Genius is a term that is often bounded about, but, despite much thought, I’m not actually sure what it means? Indeed, what do you have to do to be a genius? What constitutes a work of genius? And is there a different between a genius and work of genius?

Mozart, for instance, is often thought of as a genius; but what is it about Mozart that makes him a genius? Some might say it stems from him being a child prodigy, Mozart performing to the courts of Europe from a young age, writing a symphony at the age of 8, and an opera by 11. Yet, it is Mozart’s later works that are more often performed today; while Mozart may have written Apollo et Hyacinthus at the age of 11, it is the works he wrote in his late twenties and thirties that stir us today, and it is these works we probably think of when we think of Mozart. Indeed, although many might know passages from Don Giovanni, few would know the music to Apollo et Hyacinthus.

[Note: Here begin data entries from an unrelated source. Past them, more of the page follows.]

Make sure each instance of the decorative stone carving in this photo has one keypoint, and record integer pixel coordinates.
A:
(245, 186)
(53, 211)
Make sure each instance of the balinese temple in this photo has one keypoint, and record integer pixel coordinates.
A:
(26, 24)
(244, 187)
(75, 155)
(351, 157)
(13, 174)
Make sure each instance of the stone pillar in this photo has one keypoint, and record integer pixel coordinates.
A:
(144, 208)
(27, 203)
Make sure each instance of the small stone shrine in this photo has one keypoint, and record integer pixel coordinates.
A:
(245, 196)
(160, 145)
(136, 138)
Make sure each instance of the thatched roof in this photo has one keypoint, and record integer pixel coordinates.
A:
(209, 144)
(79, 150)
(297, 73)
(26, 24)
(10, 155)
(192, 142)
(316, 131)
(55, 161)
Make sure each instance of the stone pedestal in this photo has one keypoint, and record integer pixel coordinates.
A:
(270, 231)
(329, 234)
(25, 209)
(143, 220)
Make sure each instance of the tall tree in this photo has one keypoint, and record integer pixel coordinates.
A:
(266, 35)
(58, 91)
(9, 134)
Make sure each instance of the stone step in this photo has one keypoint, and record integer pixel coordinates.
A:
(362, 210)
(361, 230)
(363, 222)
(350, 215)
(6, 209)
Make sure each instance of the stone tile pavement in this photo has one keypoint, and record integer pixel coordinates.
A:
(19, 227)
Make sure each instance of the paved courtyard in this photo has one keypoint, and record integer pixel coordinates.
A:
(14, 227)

To my mind, the term genius appears to be not just tied to the works of an artist, but their biography as well. Indeed, Jimmy Hendrix, Janis Joplin, and John Lennon have all been called musical geniuses, but would they have been branded as such if they hadn’t died at such a young age and, moreover, could later output (should they have not died) have had a bearing on their status as a genius? Could it have even been detrimental?

Our concept of genius I think stems from an evaluation of the artwork with respect to the biography of the producer, which may explain why works by anonymous authors, excepting a few, have rarely received the title of works of genius. It seems we need to know something about the origins and production of a work to understand it as a work of genius.

This is perhaps nowhere more apparent than when a work has been misattributed. Indeed, there are numerous examples of where a work originally attributed to a particular composer or writer is later found out to be not the work of the said genius, but a relatively unknown author or composer. And it seems to me that following that revelation, the works often loses some of their sparkle. Perhaps this is a result of what appears to be our innate need for narrative, our want to understand and locate objects within some kind of story. Works with no author seem harder to understand because they lack context.

For me, although Mozart’s Apollo et Hyacinthus may not be the work of genius that Don Giovanni is (some may disagree), it is certainly the work of a genius. And, perhaps, it is only because Mozart wrote an opera at the age of 11 that we can consider his Don Giovanni to be a work of genius. Confusing perhaps, but that for me is the nature of genius, a concept which is not easily pinned down or defined and arises from the interaction between artwork and author.